世界ぐるり通信
消えゆく海外のラジオ放送局2 −−海外放送受信のインターネットと似た楽しさ−−
皆さんは1970年代のBCLブームをご存じでしょうか。前回のコラムで、インターネットの普及によって海外の短波放送が相次いで終了している点について触れましたが、この短波放送を中心とするラジオ放送を受信して楽しむ趣味がBCL(Broadcasting Listening/Listener)で、これが1970年代中頃から1980年代初めにかけて中学・高校生の間で大ブームとなりました。
ブームが起こって、多くのBCL専門の雑誌や関連本が発行され、電機メーカーはブームの中心である若年層のニーズに合わせた比較的安価な受信機(BCLラジオ)を発売し、テレビCMも流れました。
当時は多くの海外局が日本向けに日本語放送を実施していましたが、それらの番組を聴取するほか、遠方からの局や小出力の局など、受信困難な放送局の受信に挑戦する楽しみ方がありました。また、アマチュア無線と同じように受信した放送局に対して受信報告書を郵便で送れば、受信確認証(QSL、ベリカード)が発行されることがあり、その収集を楽しむ人もいました。
これらBCLブームの概要は、NHKワールド JAPANのホームページ内「国際放送の80年・年代史」にも掲載されています(2018年5月現在)。
筆者もブームに乗ったうちの一人ですが、このBCLの趣味によって未知の国々について知識を得ることができました。初めて知った国名も多く、たくさんの都市名も覚えました。また、特に公用語や文化圏、音楽の特徴などをかなり詳細に学ぶことができました。

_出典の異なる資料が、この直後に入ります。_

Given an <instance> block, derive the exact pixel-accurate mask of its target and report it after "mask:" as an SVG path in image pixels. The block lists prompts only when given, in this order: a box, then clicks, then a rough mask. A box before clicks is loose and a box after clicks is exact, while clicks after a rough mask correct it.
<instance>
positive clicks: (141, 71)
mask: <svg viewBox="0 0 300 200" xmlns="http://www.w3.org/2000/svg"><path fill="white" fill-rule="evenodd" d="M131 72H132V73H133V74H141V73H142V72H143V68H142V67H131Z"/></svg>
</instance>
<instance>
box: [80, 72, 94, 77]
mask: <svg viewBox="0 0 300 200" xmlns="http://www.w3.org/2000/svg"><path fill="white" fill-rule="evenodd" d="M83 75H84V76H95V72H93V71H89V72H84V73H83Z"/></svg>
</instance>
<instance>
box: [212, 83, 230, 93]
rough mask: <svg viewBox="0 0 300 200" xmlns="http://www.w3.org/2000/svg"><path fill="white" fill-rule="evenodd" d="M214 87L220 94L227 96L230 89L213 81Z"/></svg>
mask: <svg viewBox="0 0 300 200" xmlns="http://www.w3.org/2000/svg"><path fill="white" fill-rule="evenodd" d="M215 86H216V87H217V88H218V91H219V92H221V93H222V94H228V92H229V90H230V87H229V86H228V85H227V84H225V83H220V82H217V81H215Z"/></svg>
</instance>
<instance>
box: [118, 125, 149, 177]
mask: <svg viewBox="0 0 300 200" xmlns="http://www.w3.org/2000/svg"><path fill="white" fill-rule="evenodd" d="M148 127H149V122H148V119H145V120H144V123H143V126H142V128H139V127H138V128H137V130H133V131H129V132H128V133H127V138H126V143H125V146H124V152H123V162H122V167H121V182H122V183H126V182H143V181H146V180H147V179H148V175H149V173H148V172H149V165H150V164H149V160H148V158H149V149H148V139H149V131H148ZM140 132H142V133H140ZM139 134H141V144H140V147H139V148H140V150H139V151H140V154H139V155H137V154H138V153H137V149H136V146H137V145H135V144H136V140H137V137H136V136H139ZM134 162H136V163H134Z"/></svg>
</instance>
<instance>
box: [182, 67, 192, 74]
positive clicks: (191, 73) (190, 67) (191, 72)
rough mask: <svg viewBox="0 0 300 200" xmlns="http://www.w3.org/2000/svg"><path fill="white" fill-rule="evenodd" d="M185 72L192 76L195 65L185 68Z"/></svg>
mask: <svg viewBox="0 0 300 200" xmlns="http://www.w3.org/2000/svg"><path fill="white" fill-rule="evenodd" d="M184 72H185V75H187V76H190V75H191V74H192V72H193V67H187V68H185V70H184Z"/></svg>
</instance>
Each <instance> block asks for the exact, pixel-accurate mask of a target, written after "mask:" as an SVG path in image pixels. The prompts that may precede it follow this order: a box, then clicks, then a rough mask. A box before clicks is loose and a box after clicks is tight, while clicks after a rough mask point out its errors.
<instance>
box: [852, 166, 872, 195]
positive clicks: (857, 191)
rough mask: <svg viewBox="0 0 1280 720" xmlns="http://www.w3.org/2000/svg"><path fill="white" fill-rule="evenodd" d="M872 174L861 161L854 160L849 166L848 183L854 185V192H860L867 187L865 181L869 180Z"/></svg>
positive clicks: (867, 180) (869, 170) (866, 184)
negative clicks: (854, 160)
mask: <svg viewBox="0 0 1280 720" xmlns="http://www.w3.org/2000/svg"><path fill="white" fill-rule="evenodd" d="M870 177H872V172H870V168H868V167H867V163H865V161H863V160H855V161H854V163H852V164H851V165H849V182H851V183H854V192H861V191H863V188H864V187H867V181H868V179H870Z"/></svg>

現在のインターネットの楽しさと共通点もあったと個人的には思います。放送は一定の周波数帯に集中して出ていましたから、夕方や早朝に周波数帯の端から端までサーベイして珍局を探すなど、インターネットサーフィンの様に未知のものを探す楽しさがありました。
また、いろいろな国の放送局に向けて受信報告を送り、受信確認証を郵送してもらうことは「世界の人とのつながり」、「自分の発信」であって、これもインターネットの楽しさと共通していた気がします。手書きの紙による発信で、日本語放送以外は辞書をひきながら外国語による作文が必要であり、返信をもらうまでに数ヶ月かかるなど、超ローテクで時間のかかるつながりでしたが、それゆえに価値があったのかもしれません。
筆者が取得できた受信確認証QSLを少々ご紹介します(比較的新しいものも込み)。
他に放送局からはステッカーやペナントなども送ってもらったことがあります。